Catholic, Presbyterian, Baptist, the same. I once knew an Arapahoe Indian who was taken to Massachusetts when four years old. He grew up not only with New England prejudices, but with a New England accent, and saved his pennies to give to missionaries that they might “convert” the Red Men.

When the suspicion seized upon the soul of Hypatia that her mind was but a wax impression taken from her father’s, she began to make plans to get away from him. Her efforts at explanations were futile, but when placed upon the general ground that she wished to travel, see the world and meet people of learning and worth, her father acquiesced and she started away on her journeyings. He wanted to go, too, but this was the one thing she did not desire, and he never knew nor could know why.

She spent several months at Athens, where her youth, beauty and learning won her entry into the houses of the most eminent. It was the same at Rome and in various other cities of Italy. Money may give you access to good society, but talent is always an open sesame. She traveled like a princess and was received as one, yet she had no title nor claim to nobility nor station. Beauty of itself is not a credential–rather it is an object of suspicion, unless it goes with intellect.

Hypatia gave lectures on mathematics; and there was a fallacy abroad then as there is now that the feminine mind is not mathematical. That the great men whom Hypatia met in each city were first amazed and then abashed by her proficiency in mathematics is quite probable. Some few male professors being in that peculiar baldheaded hypnotic state when feminine charms dazzle and lure, listened in rapture as Hypatia dissolved logarithms and melted calculi, and not understanding a word she said, declared that she was the goddess Minerva, reincarnated. Her coldness on near approach confirmed their suspicions.

* * * * *

Just how long a time Hypatia spent upon her pilgrimage, visiting all of the great living philosophers, we do not know. Some accounts have it one year, others ten.

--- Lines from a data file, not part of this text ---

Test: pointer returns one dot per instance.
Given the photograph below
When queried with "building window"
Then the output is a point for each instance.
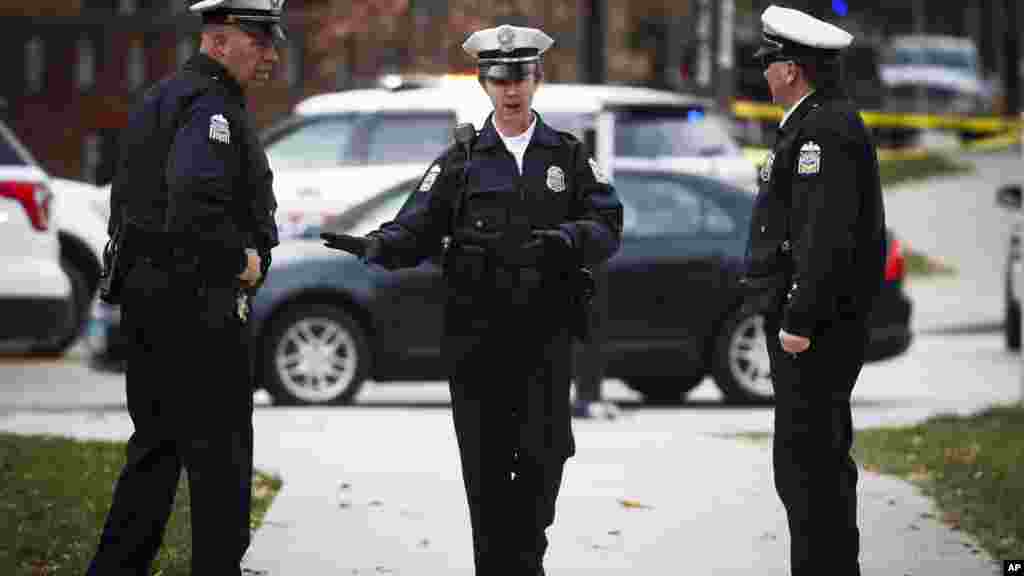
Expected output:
(294, 71)
(185, 50)
(86, 67)
(35, 65)
(136, 66)
(90, 157)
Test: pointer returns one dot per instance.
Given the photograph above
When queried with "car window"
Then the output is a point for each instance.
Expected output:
(396, 138)
(672, 133)
(657, 206)
(11, 152)
(322, 142)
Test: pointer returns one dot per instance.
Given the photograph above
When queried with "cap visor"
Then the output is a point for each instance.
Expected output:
(512, 71)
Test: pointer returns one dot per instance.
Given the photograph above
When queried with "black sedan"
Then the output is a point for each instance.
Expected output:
(325, 323)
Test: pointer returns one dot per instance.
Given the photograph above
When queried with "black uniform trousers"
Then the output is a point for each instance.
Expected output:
(815, 475)
(190, 402)
(589, 358)
(510, 391)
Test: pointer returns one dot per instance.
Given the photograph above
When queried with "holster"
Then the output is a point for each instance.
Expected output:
(113, 272)
(583, 288)
(764, 293)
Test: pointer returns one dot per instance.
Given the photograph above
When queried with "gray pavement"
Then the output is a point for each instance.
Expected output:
(376, 488)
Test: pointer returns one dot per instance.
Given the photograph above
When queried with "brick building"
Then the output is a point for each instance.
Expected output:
(74, 68)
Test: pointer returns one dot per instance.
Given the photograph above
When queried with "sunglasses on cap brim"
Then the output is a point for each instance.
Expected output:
(509, 71)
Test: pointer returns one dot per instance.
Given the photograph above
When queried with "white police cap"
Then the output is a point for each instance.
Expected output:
(795, 34)
(260, 15)
(507, 51)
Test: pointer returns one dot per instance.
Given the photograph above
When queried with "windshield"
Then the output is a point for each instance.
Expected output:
(321, 142)
(682, 132)
(943, 57)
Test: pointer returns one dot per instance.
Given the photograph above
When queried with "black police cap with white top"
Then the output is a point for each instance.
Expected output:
(261, 16)
(507, 52)
(790, 34)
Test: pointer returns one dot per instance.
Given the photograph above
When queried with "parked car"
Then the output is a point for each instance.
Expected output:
(325, 323)
(339, 149)
(35, 291)
(934, 74)
(1009, 197)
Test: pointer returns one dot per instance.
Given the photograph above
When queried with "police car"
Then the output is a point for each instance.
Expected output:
(339, 149)
(35, 292)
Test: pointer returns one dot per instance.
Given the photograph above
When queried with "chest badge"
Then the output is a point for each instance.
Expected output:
(598, 174)
(766, 167)
(220, 131)
(430, 178)
(556, 179)
(810, 159)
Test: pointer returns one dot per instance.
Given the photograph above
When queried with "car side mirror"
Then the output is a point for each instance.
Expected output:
(1009, 197)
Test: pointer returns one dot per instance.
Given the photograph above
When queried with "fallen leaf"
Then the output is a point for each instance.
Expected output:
(952, 519)
(627, 503)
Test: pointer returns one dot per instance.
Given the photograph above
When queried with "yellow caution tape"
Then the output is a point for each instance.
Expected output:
(992, 124)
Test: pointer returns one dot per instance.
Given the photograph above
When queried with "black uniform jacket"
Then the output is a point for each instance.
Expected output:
(561, 189)
(818, 218)
(190, 163)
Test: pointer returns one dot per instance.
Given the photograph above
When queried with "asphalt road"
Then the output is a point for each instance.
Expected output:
(956, 363)
(375, 488)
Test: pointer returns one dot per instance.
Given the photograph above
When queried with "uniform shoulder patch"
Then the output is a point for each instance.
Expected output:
(810, 159)
(220, 130)
(430, 177)
(598, 174)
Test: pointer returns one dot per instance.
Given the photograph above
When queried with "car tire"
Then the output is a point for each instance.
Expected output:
(1012, 328)
(664, 389)
(739, 364)
(78, 315)
(315, 355)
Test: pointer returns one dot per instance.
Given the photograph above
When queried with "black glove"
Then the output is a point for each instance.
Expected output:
(557, 247)
(368, 248)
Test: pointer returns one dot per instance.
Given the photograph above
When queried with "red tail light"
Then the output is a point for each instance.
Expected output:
(35, 198)
(895, 261)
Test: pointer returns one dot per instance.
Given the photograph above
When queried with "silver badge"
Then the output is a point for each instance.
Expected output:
(598, 174)
(766, 167)
(810, 159)
(556, 179)
(430, 178)
(506, 39)
(220, 131)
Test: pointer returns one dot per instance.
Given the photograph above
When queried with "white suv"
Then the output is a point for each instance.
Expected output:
(338, 149)
(35, 291)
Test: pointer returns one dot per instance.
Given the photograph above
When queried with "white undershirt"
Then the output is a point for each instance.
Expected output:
(790, 112)
(517, 145)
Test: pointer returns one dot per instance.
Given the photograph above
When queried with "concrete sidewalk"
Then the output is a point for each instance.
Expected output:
(379, 491)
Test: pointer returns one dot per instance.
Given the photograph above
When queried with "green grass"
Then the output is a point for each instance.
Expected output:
(54, 494)
(972, 466)
(920, 264)
(914, 168)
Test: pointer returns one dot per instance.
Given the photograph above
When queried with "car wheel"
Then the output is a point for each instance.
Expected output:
(315, 355)
(1012, 329)
(81, 299)
(662, 389)
(740, 366)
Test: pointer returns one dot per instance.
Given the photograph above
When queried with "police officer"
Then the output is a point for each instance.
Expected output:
(193, 196)
(520, 207)
(816, 257)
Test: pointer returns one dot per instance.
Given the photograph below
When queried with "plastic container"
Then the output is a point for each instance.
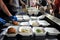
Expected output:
(52, 31)
(26, 18)
(39, 31)
(33, 23)
(33, 17)
(41, 17)
(43, 23)
(24, 24)
(25, 30)
(11, 35)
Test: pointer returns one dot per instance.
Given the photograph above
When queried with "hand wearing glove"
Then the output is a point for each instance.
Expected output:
(2, 21)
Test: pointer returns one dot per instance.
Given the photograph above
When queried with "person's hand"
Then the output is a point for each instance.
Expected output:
(2, 21)
(13, 18)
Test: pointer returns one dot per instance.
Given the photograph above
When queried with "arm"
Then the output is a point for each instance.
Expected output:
(4, 8)
(22, 2)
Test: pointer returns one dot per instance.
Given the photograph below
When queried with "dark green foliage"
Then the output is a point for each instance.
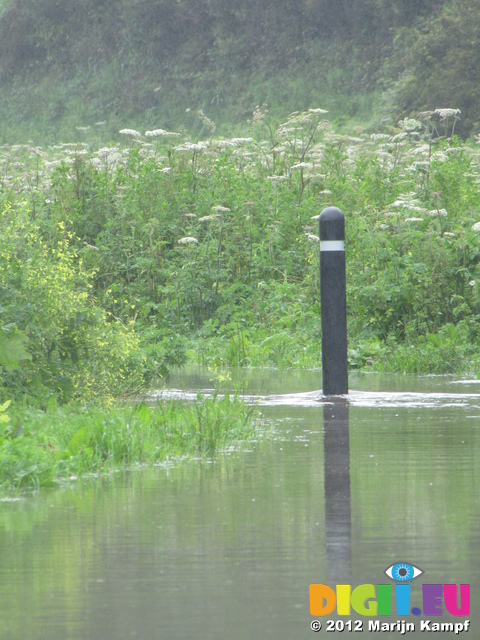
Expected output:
(67, 63)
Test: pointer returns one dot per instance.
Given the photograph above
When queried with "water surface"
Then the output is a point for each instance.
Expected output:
(226, 548)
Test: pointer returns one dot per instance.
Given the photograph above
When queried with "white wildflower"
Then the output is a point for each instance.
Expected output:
(447, 113)
(191, 146)
(131, 132)
(104, 152)
(300, 165)
(213, 216)
(410, 124)
(188, 240)
(161, 132)
(380, 136)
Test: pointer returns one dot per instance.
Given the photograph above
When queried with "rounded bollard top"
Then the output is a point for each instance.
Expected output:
(332, 224)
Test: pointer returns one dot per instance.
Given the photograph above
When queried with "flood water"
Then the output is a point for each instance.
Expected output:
(226, 548)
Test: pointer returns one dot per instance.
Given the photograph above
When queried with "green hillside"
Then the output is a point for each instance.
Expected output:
(151, 63)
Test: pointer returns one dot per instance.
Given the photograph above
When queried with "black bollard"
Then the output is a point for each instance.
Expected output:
(333, 299)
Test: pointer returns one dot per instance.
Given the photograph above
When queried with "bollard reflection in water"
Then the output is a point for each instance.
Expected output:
(338, 527)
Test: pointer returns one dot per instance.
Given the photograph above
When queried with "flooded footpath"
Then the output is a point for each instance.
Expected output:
(382, 488)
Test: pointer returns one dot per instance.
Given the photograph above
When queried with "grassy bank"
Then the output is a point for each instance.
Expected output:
(120, 261)
(41, 448)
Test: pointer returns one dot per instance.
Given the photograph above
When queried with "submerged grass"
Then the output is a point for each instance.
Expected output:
(45, 448)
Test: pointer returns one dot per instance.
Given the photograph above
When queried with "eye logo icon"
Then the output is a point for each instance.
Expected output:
(403, 572)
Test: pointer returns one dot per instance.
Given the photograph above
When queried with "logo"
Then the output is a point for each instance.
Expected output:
(391, 599)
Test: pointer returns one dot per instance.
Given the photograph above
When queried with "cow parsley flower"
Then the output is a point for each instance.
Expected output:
(188, 240)
(131, 132)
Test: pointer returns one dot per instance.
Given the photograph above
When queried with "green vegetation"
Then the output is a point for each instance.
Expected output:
(119, 262)
(65, 64)
(122, 262)
(46, 448)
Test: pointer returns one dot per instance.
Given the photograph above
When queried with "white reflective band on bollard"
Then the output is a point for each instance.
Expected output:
(332, 245)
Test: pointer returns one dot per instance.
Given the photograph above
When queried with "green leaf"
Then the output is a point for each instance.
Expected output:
(12, 347)
(5, 405)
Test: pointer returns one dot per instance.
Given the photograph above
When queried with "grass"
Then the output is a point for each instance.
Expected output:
(46, 448)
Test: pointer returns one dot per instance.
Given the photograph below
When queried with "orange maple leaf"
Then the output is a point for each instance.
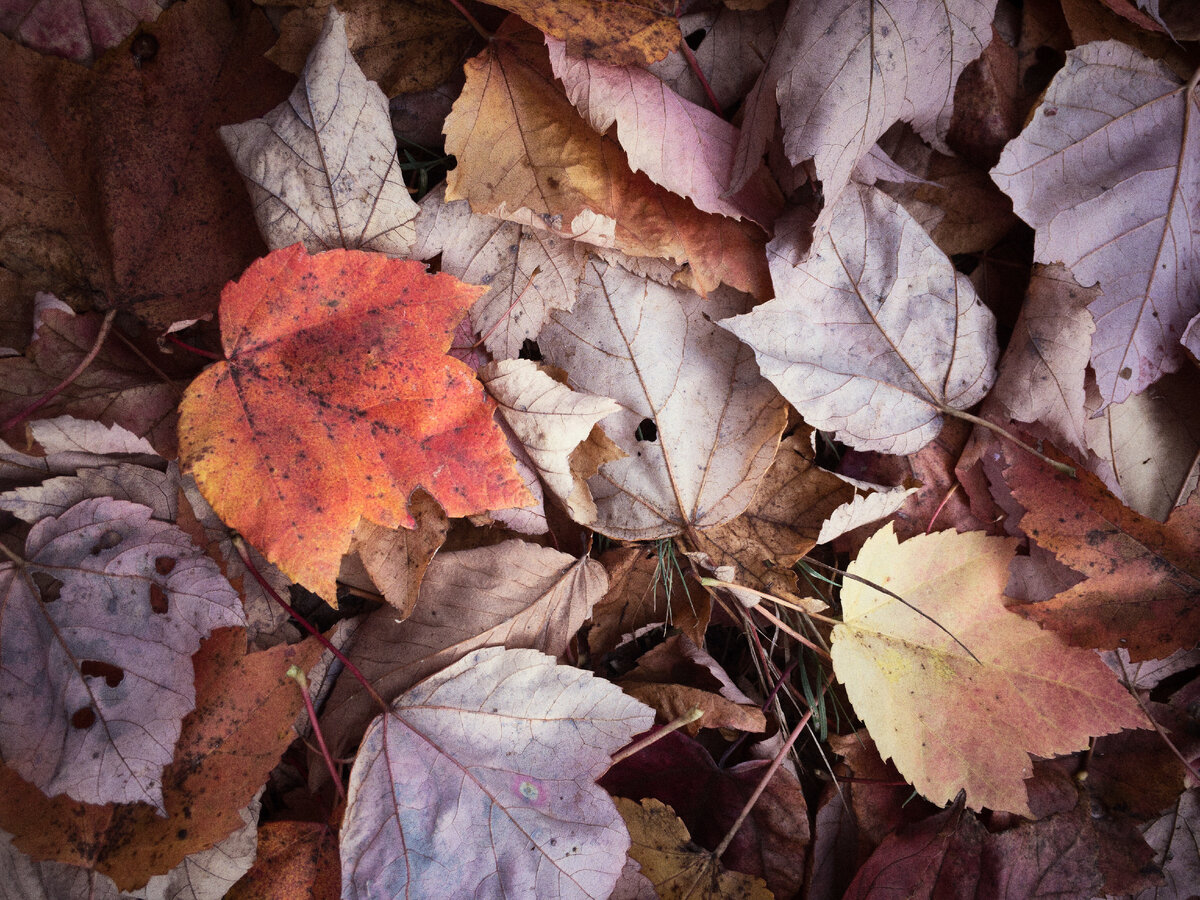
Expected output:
(335, 402)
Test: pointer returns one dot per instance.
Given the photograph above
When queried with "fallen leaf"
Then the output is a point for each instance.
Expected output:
(322, 167)
(343, 349)
(106, 613)
(714, 423)
(117, 389)
(845, 72)
(771, 843)
(403, 47)
(1105, 173)
(297, 861)
(678, 869)
(515, 594)
(126, 196)
(245, 706)
(496, 759)
(949, 720)
(551, 421)
(678, 144)
(203, 875)
(559, 174)
(528, 271)
(76, 31)
(875, 335)
(1141, 576)
(625, 34)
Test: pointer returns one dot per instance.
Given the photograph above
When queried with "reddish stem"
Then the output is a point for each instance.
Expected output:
(700, 75)
(307, 625)
(105, 328)
(197, 351)
(299, 677)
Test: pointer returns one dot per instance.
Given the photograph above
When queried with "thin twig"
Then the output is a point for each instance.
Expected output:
(673, 725)
(240, 544)
(297, 675)
(882, 589)
(105, 327)
(1005, 433)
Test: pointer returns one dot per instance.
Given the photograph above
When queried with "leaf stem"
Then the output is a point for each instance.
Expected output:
(297, 675)
(244, 552)
(1005, 433)
(688, 718)
(472, 21)
(763, 781)
(882, 589)
(105, 328)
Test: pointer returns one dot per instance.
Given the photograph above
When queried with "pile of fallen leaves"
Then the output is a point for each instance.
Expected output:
(766, 466)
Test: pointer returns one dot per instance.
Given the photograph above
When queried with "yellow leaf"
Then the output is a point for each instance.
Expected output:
(947, 720)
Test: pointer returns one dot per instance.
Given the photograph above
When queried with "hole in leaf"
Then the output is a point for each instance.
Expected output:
(97, 669)
(529, 349)
(49, 587)
(159, 599)
(107, 541)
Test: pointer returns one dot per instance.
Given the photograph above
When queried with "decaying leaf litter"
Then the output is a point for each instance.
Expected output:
(815, 379)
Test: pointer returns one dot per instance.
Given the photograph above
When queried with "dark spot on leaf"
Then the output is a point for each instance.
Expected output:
(159, 600)
(647, 431)
(49, 587)
(97, 669)
(107, 541)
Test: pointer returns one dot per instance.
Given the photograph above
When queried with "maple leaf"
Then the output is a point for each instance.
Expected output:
(513, 744)
(1143, 576)
(559, 174)
(76, 31)
(528, 271)
(845, 72)
(1107, 174)
(405, 46)
(874, 335)
(245, 706)
(515, 594)
(108, 609)
(335, 402)
(676, 867)
(715, 420)
(322, 167)
(126, 197)
(679, 145)
(949, 719)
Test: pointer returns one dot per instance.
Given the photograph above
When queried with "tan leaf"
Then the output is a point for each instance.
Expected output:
(1107, 173)
(678, 144)
(528, 271)
(551, 421)
(677, 867)
(875, 334)
(952, 721)
(514, 593)
(697, 423)
(526, 155)
(322, 167)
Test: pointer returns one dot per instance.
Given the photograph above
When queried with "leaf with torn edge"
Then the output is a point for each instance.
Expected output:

Probably the pilgrimages were extended over a good many years, and were not continuous. Several philosophers proved their humanity by offering to marry her, and a prince or two did likewise, we are credibly informed. To these persistent suitors, however, Hypatia gently broke the news that she was wedded to truth, which is certainly a pretty speech, even if it is poor logic. The fact was, however, that Hypatia never met a man whose mind matched her own, otherwise logic would have bolstered love, instead of discarding it.

Travel, public speaking and meeting people of note form a strong trinity of good things. The active mind is the young mind, and it is more than the dream of a poet which declares that Hypatia was always young and always beautiful, and that even Father Time was so in love with her that he refused to take toll from her, as he passed with his hourglass and scythe.